作者:admin 来源:未知 2014-02-08 14:57

  国家对于著作财产权人所享有之著作财产权,应为一定之限制,以符合公共利益。就经济学之理论而言,当资源配置或财产权产生变动,必须变动所增加之效益大于减少之效益时,始符合效率,是限制著作财产权人之行使权利,必须为成本及效益之分析,不得仅以公益为唯一之考量。

  有鉴于著作权之保护与否及程度,其与国家社会之经济制度具有密切关系,故本文以经济分析之方法,作为讨论著作财产权行使自由与限制之基准,借由经济分析之模式,探讨著作权与经济学之关联性,检视该法律制度是否可达成效率与财富极大化之目的,以评判保护及限制著作财产权制度之存在功能。

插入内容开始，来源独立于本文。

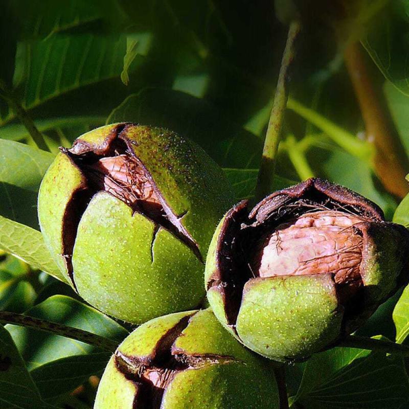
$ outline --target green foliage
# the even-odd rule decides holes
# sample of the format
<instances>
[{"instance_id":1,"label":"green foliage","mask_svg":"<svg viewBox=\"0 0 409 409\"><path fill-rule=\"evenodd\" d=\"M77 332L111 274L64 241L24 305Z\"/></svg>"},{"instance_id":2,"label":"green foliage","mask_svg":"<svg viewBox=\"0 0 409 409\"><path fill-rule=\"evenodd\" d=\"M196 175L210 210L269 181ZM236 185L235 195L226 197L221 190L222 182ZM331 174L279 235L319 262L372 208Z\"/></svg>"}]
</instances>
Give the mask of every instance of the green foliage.
<instances>
[{"instance_id":1,"label":"green foliage","mask_svg":"<svg viewBox=\"0 0 409 409\"><path fill-rule=\"evenodd\" d=\"M400 407L409 394L403 364L398 356L335 348L314 355L305 365L292 400L317 409Z\"/></svg>"},{"instance_id":2,"label":"green foliage","mask_svg":"<svg viewBox=\"0 0 409 409\"><path fill-rule=\"evenodd\" d=\"M386 79L385 101L409 155L408 2L355 2L363 6L348 9L352 14L345 20L340 10L352 2L277 1L277 10L274 2L253 3L2 2L0 318L3 311L24 313L67 331L0 326L0 409L89 409L95 385L88 378L100 376L109 354L68 337L69 329L118 343L131 329L76 299L44 245L37 194L58 147L113 122L168 127L195 141L223 168L238 201L251 199L285 22L313 3L321 8L305 22L291 73L276 187L307 176L326 178L409 227L409 196L399 203L382 185L370 143L357 137L365 127L343 57L347 40L360 37L372 68L381 73L375 76L379 87ZM22 109L13 109L10 98ZM51 153L36 147L28 124L42 134ZM362 333L396 335L407 344L408 291L378 309ZM293 409L407 407L408 362L330 349L287 368L290 403Z\"/></svg>"}]
</instances>

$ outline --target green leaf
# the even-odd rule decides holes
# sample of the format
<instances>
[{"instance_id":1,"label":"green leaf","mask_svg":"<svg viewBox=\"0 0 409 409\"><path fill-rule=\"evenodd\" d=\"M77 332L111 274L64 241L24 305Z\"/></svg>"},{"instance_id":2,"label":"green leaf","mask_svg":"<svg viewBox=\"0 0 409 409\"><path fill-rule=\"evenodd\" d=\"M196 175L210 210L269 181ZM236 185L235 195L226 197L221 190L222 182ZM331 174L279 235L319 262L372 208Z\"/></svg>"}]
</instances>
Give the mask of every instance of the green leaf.
<instances>
[{"instance_id":1,"label":"green leaf","mask_svg":"<svg viewBox=\"0 0 409 409\"><path fill-rule=\"evenodd\" d=\"M118 2L109 0L13 0L10 3L21 24L20 36L24 38L73 30L122 12Z\"/></svg>"},{"instance_id":2,"label":"green leaf","mask_svg":"<svg viewBox=\"0 0 409 409\"><path fill-rule=\"evenodd\" d=\"M0 216L38 229L37 193L54 155L0 139Z\"/></svg>"},{"instance_id":3,"label":"green leaf","mask_svg":"<svg viewBox=\"0 0 409 409\"><path fill-rule=\"evenodd\" d=\"M40 119L34 121L37 129L43 132L64 128L84 126L91 128L92 126L100 126L105 122L104 117L66 117ZM21 124L10 124L0 128L0 139L11 141L21 141L29 136L27 128ZM79 134L78 135L79 136Z\"/></svg>"},{"instance_id":4,"label":"green leaf","mask_svg":"<svg viewBox=\"0 0 409 409\"><path fill-rule=\"evenodd\" d=\"M125 51L124 35L56 34L19 43L22 105L31 109L70 91L119 77ZM15 118L9 112L0 125Z\"/></svg>"},{"instance_id":5,"label":"green leaf","mask_svg":"<svg viewBox=\"0 0 409 409\"><path fill-rule=\"evenodd\" d=\"M38 231L0 216L0 248L14 254L35 268L65 281Z\"/></svg>"},{"instance_id":6,"label":"green leaf","mask_svg":"<svg viewBox=\"0 0 409 409\"><path fill-rule=\"evenodd\" d=\"M0 325L0 407L38 409L39 393L9 332Z\"/></svg>"},{"instance_id":7,"label":"green leaf","mask_svg":"<svg viewBox=\"0 0 409 409\"><path fill-rule=\"evenodd\" d=\"M126 37L126 53L124 57L124 68L121 73L121 79L126 85L129 83L128 71L135 57L139 54L147 53L152 39L149 33L129 34Z\"/></svg>"},{"instance_id":8,"label":"green leaf","mask_svg":"<svg viewBox=\"0 0 409 409\"><path fill-rule=\"evenodd\" d=\"M399 203L393 215L394 223L403 224L409 229L409 195L407 195Z\"/></svg>"},{"instance_id":9,"label":"green leaf","mask_svg":"<svg viewBox=\"0 0 409 409\"><path fill-rule=\"evenodd\" d=\"M0 310L22 312L34 303L36 294L24 277L0 270Z\"/></svg>"},{"instance_id":10,"label":"green leaf","mask_svg":"<svg viewBox=\"0 0 409 409\"><path fill-rule=\"evenodd\" d=\"M225 168L223 169L236 193L236 199L248 199L254 195L258 169L241 169ZM288 188L297 182L276 175L273 190Z\"/></svg>"},{"instance_id":11,"label":"green leaf","mask_svg":"<svg viewBox=\"0 0 409 409\"><path fill-rule=\"evenodd\" d=\"M409 286L407 286L395 306L392 314L396 328L396 342L405 342L409 334Z\"/></svg>"},{"instance_id":12,"label":"green leaf","mask_svg":"<svg viewBox=\"0 0 409 409\"><path fill-rule=\"evenodd\" d=\"M73 355L49 362L30 372L43 399L54 399L71 392L92 375L100 376L110 354Z\"/></svg>"},{"instance_id":13,"label":"green leaf","mask_svg":"<svg viewBox=\"0 0 409 409\"><path fill-rule=\"evenodd\" d=\"M385 78L409 95L407 61L409 6L406 0L389 5L371 22L361 42Z\"/></svg>"},{"instance_id":14,"label":"green leaf","mask_svg":"<svg viewBox=\"0 0 409 409\"><path fill-rule=\"evenodd\" d=\"M168 128L200 145L221 166L258 166L262 142L210 103L178 91L147 88L128 97L107 123L130 121Z\"/></svg>"},{"instance_id":15,"label":"green leaf","mask_svg":"<svg viewBox=\"0 0 409 409\"><path fill-rule=\"evenodd\" d=\"M52 297L26 315L87 331L118 344L128 333L112 319L65 296ZM30 370L61 358L96 351L90 345L60 335L15 325L8 325L7 328Z\"/></svg>"},{"instance_id":16,"label":"green leaf","mask_svg":"<svg viewBox=\"0 0 409 409\"><path fill-rule=\"evenodd\" d=\"M383 93L406 155L409 155L409 96L403 94L389 81L385 82Z\"/></svg>"},{"instance_id":17,"label":"green leaf","mask_svg":"<svg viewBox=\"0 0 409 409\"><path fill-rule=\"evenodd\" d=\"M398 409L408 396L401 356L335 348L307 362L293 400L305 409Z\"/></svg>"}]
</instances>

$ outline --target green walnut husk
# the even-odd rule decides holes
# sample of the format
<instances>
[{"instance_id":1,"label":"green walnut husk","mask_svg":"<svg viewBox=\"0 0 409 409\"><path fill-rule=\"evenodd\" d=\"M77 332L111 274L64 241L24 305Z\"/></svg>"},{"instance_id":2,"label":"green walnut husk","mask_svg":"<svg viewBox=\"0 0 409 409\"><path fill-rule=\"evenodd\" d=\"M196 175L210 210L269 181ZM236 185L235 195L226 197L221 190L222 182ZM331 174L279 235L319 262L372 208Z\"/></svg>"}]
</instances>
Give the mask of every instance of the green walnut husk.
<instances>
[{"instance_id":1,"label":"green walnut husk","mask_svg":"<svg viewBox=\"0 0 409 409\"><path fill-rule=\"evenodd\" d=\"M139 324L197 307L204 259L233 202L222 170L166 129L106 125L61 148L41 183L41 232L67 282Z\"/></svg>"},{"instance_id":2,"label":"green walnut husk","mask_svg":"<svg viewBox=\"0 0 409 409\"><path fill-rule=\"evenodd\" d=\"M94 409L278 408L267 363L231 336L211 310L171 314L143 324L118 347Z\"/></svg>"},{"instance_id":3,"label":"green walnut husk","mask_svg":"<svg viewBox=\"0 0 409 409\"><path fill-rule=\"evenodd\" d=\"M310 179L227 213L208 255L208 298L248 348L302 360L356 330L407 282L408 241L374 203Z\"/></svg>"}]
</instances>

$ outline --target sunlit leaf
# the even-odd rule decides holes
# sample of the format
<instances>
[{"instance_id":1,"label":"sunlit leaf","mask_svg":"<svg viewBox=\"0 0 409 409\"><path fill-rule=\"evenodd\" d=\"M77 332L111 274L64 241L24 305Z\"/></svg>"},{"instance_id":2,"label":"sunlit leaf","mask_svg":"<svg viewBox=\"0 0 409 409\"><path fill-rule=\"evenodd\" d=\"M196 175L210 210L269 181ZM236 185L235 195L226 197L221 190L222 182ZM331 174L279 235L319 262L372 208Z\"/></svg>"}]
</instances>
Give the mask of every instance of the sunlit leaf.
<instances>
[{"instance_id":1,"label":"sunlit leaf","mask_svg":"<svg viewBox=\"0 0 409 409\"><path fill-rule=\"evenodd\" d=\"M0 248L14 254L35 268L65 281L38 230L0 216Z\"/></svg>"},{"instance_id":2,"label":"sunlit leaf","mask_svg":"<svg viewBox=\"0 0 409 409\"><path fill-rule=\"evenodd\" d=\"M48 152L0 139L0 215L38 229L37 192L54 159Z\"/></svg>"},{"instance_id":3,"label":"sunlit leaf","mask_svg":"<svg viewBox=\"0 0 409 409\"><path fill-rule=\"evenodd\" d=\"M112 319L65 296L52 297L26 314L87 331L117 340L118 344L128 334ZM67 356L101 352L90 345L60 335L14 325L8 325L7 328L29 369Z\"/></svg>"},{"instance_id":4,"label":"sunlit leaf","mask_svg":"<svg viewBox=\"0 0 409 409\"><path fill-rule=\"evenodd\" d=\"M37 409L41 397L9 332L0 325L0 407Z\"/></svg>"}]
</instances>

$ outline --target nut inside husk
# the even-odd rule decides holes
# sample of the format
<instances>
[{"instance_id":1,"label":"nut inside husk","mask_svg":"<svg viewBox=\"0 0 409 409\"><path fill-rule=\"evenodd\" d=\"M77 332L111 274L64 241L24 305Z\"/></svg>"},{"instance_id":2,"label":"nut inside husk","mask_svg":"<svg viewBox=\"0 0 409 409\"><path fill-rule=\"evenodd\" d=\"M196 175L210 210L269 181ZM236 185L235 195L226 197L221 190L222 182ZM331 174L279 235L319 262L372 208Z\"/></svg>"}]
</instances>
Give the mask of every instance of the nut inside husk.
<instances>
[{"instance_id":1,"label":"nut inside husk","mask_svg":"<svg viewBox=\"0 0 409 409\"><path fill-rule=\"evenodd\" d=\"M73 284L75 286L72 259L78 226L92 197L106 192L155 223L155 234L164 229L183 242L202 261L198 246L183 226L185 215L175 214L163 196L154 180L132 149L134 141L127 137L133 124L120 124L104 143L93 145L77 140L71 149L61 148L72 163L81 171L84 180L67 203L62 226L63 254Z\"/></svg>"},{"instance_id":2,"label":"nut inside husk","mask_svg":"<svg viewBox=\"0 0 409 409\"><path fill-rule=\"evenodd\" d=\"M235 332L246 283L329 274L344 322L353 323L344 326L350 332L368 307L363 279L371 262L371 229L378 228L397 232L401 242L392 245L397 260L405 260L408 234L403 226L385 222L382 211L369 200L326 181L311 179L276 192L252 210L241 202L220 227L208 290L221 294L227 324ZM366 311L365 318L372 312Z\"/></svg>"},{"instance_id":3,"label":"nut inside husk","mask_svg":"<svg viewBox=\"0 0 409 409\"><path fill-rule=\"evenodd\" d=\"M189 355L176 350L174 343L188 326L194 314L183 317L169 329L155 346L152 356L128 356L120 350L114 359L117 370L138 387L134 404L139 409L160 409L167 388L176 375L209 365L239 362L231 356L206 354Z\"/></svg>"}]
</instances>

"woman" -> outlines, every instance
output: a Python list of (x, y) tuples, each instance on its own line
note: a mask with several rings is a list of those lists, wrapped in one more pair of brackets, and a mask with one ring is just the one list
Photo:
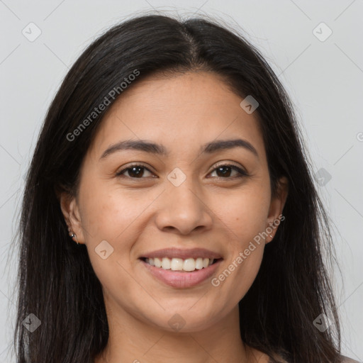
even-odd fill
[(95, 40), (22, 208), (19, 363), (348, 362), (290, 101), (218, 24), (145, 16)]

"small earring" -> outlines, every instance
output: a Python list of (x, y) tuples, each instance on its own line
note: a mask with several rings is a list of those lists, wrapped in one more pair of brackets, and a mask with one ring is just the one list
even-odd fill
[(74, 232), (72, 232), (72, 235), (69, 235), (71, 238), (73, 238), (74, 237), (76, 238), (76, 242), (77, 245), (79, 245), (79, 242), (77, 240), (77, 235)]

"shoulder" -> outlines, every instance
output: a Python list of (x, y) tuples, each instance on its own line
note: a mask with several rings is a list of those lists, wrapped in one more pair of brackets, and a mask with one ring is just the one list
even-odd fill
[(349, 358), (348, 357), (345, 357), (344, 355), (342, 355), (342, 363), (362, 363), (360, 362), (358, 362), (357, 360), (352, 359)]

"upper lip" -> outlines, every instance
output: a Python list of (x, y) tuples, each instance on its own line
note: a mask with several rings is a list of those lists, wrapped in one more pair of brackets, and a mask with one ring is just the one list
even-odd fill
[(157, 250), (157, 251), (152, 251), (150, 252), (145, 253), (140, 258), (162, 258), (168, 257), (172, 258), (181, 258), (186, 259), (187, 258), (196, 259), (199, 257), (209, 258), (209, 259), (219, 259), (222, 257), (219, 253), (211, 251), (210, 250), (206, 250), (205, 248), (189, 248), (189, 249), (181, 249), (181, 248), (164, 248), (162, 250)]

准此,本文试以市场机能为基础,于尊重契约自由之原则下,借分析成本效益之方式,探讨契约自由及其限制之必要性,并追求效率及公平之均衡。当限制所产生之效率高于限制之支出成本,为达成效用极大化或财富极大化,始有限制著作财产权人行使权利之必要性。

 

著作财产权专题

  

  [关 键 字]: 契约自由/效用极大化/财富极大化/外部性/市场经济/市场机能

  [论文正文]:

  一、前言

  依据著作权法之立法定义,著作权(copyright)系指因著作(work)完成所生之著作人格权及著作财产权(著作法第三条第三款) 。其采“创作保护主义”,即著作人( author)于著作完成时,得享有著作权而受著作权法之保护,毋庸履行登记或注册之手续[1]。因我国台湾地区著作权之本质采二元说,故著作人就其著作分别享有“著作人格权”与“著作财产权”。所谓著作财产权( economic rights) ,系指著作人于著作完成,得以实现与专有著作之经济价值,并具有排他性之权利[2]。著作财产权既然为财产权之一种,其得自由转让,并可依法继承之。基于私法自治原则下( autonomy of private law) ,著作财产权人得依据本人之自由意愿与他人缔结著作财产权之让与或授权,此为契约自由( freedom of contract)或称契约自治。准此,著作财产权人得自由决定是否与何人缔结让与或授权契约,其利用之地域、时间、内容、利用方法或其他事项,均依据当事人所创制之契约关系而加以规范。然而,著作人格权者(moral rights) ,系著作人就其著作所享有而以人格之利益,作为保护标的之权利[3]。为人格权之一种,其与权利主体之人格有不可分离之关系,具有专属性及不可让渡性,亦不因著作人之死亡或消灭而灭失[4]。从而,著作人格权专属于著作人本身,其系不得让与或继承之权利。当事人间仅得约定著作人格权不得行使[5],而无法依据契约自由之方式,让与或授权著作人格权与他人。基上所陈,本文就著作权行使之自由与限制,主要针对著作财产权而为论述,至于有关著作人格权之部分,则非讨论之范畴。

  著作权法为使精神劳动创作之文学、科学、艺术或其他学术受到保护,而由国家赋予所有权之保护,以保障著作人之著作权益。基于契约自由之原则,著作财产权人于法律之规范下,得自由行使著作财产权,其有让与或授权著作财产权之自由,当事人依据私法自治之原则,有权对让与或授权契约之内容,加以决定、变更、补充、解除或终止[6]。然而,任何思想之创作( creation) ,莫不间接或直接依据前人思想之启发而为。例如,古典文学作品常取材某些古代民间故事之情节,而加以重写,并非凭空而起。因此,为调节著作人之私益与社会之公益,并促进国家文化发展,除赋予著作财产人享有著作财产权外,对其行使范围,应有一定界限与限制,以符合公共利益。本此,著作权法对于著作财产权之行使设有一定限制,是著作财产权人应依据相关限制行使权利,致行使契约自由之范围,应依法限制之。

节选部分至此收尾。